L’attention des médias internationaux, notamment un article ravageur du Financial Times en octobre 2013, se focalisa tout particulièrement sur Sarah Khabirpour, qui cumulait les postes de conseillère au ministère des Finances sous Luc Frieden (CSV), d’administratrice de la BIL et de présidente du conseil de la CSSF. Elle fut la cible d’un acharnement sans précédent qui obligea en 2013 Jean-Claude Juncker, le Premier ministre d’alors, de se fendre d’une lettre à la Commission européenne pour défendre l’honneur de la fonctionnaire cumularde. Khabirpour démissionna de son mandat à la CSSF en février 2014, peu après l’arrivée d’un nouveau locataire aux Finances, et quitta d’ailleurs l’administration publique.

Le ministre devra trancher

Ce départ fut un soulagement et en annonça d’autres. Le plus spectaculaire fut celui du président de l’ABBL et patron de Deutsche Bank Luxembourg, Ernst Wilhelm Contzen en 2014. Cette démission aurait été le fruit d’un arrangement à l’amiable entre Contzen et Jean Guill (qui dirigeait alors la CSSF) avec la bénédiction du ministre des Finances Pierre Gramegna (DP). Désormais, et pour éviter des soupçons de conflits d’intérêts et de mélange des genres, le mandat au conseil de la CSSF reviendrait au directeur général de l’ABBL.

C’est ainsi que Serge De Cillia y fit son entrée. Son mandat de 5 ans fut renouvelé en juin 2019. Son contrat avec l’ABBL s’achevant le 15 mai prochain, il devra céder sa place au conseil de la CSSF aussi. Or, les responsables du régulateur du secteur financier ne semblent pas enchantés à l’idée de voir arriver Yves Maas, certes adoubé directeur général de l’ABBL, mais en même temps président de Crédit Suisse Luxembourg. Personne ne souhaite revivre une «affaire Khabirpour bis».
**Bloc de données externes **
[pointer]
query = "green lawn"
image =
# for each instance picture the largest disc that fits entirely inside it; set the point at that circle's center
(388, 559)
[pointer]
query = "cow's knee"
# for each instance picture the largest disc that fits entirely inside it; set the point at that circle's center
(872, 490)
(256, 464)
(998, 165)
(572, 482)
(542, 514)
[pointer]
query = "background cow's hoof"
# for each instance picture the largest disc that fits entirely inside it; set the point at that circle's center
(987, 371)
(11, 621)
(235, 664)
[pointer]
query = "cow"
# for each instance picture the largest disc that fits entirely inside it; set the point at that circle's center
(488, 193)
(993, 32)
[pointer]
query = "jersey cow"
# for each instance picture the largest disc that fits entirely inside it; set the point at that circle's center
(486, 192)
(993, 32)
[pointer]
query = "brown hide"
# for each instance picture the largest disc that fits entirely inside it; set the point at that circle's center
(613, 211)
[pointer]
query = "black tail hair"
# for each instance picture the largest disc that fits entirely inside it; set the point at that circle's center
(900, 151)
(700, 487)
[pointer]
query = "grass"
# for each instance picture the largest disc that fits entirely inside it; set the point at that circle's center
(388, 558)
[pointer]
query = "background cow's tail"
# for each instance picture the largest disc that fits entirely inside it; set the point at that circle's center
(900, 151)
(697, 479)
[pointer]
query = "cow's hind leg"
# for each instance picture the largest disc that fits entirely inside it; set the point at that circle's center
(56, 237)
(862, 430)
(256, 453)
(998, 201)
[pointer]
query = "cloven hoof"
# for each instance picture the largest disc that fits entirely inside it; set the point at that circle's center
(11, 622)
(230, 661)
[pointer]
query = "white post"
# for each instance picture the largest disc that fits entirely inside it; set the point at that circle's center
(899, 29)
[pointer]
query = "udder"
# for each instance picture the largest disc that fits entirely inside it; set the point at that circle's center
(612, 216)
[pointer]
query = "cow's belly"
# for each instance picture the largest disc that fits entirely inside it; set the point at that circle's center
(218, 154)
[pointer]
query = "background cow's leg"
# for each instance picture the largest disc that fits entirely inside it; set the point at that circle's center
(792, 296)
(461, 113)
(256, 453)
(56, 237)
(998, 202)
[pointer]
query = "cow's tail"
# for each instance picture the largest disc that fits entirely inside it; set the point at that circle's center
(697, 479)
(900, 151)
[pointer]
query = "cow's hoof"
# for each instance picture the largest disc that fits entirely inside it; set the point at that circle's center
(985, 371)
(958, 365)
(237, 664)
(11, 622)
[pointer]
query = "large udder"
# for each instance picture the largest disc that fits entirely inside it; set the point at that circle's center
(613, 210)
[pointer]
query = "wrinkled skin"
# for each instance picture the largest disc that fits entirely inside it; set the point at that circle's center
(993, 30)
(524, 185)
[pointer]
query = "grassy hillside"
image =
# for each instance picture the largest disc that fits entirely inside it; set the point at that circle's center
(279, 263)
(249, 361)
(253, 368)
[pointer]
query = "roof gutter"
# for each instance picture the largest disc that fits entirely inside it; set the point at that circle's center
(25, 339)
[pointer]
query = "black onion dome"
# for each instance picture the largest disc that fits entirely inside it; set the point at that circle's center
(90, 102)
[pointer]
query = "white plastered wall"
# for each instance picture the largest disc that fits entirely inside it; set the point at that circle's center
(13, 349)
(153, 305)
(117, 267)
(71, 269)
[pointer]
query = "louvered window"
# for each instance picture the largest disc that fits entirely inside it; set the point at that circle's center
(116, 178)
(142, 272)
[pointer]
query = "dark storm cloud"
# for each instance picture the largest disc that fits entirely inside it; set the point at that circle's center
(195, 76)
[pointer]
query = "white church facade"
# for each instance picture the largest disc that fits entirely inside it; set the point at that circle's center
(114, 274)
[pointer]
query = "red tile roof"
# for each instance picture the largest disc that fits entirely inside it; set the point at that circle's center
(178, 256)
Pourtant c’est bien le scénario qui se profile d’ici deux semaines. Le conseil d’administration de l’ABBL soutient des deux mains la candidature de Maas à la CSSF et refuse de voir un conflit d’intérêts.

Les nominations au conseil du régulateur étant l’affaire du ministre des Finances avec l’aval du conseil de gouvernement puis du grand-duc sur proposition des entreprises et personnes surveillées, il appartient à Pierre Gramegna de trancher le sort de l’embarrassant Monsieur Maas.

Contacté par REPORTER, le porte-parole du ministre des Finances a indiqué ne pas disposer d’informations au sujet de cette affaire.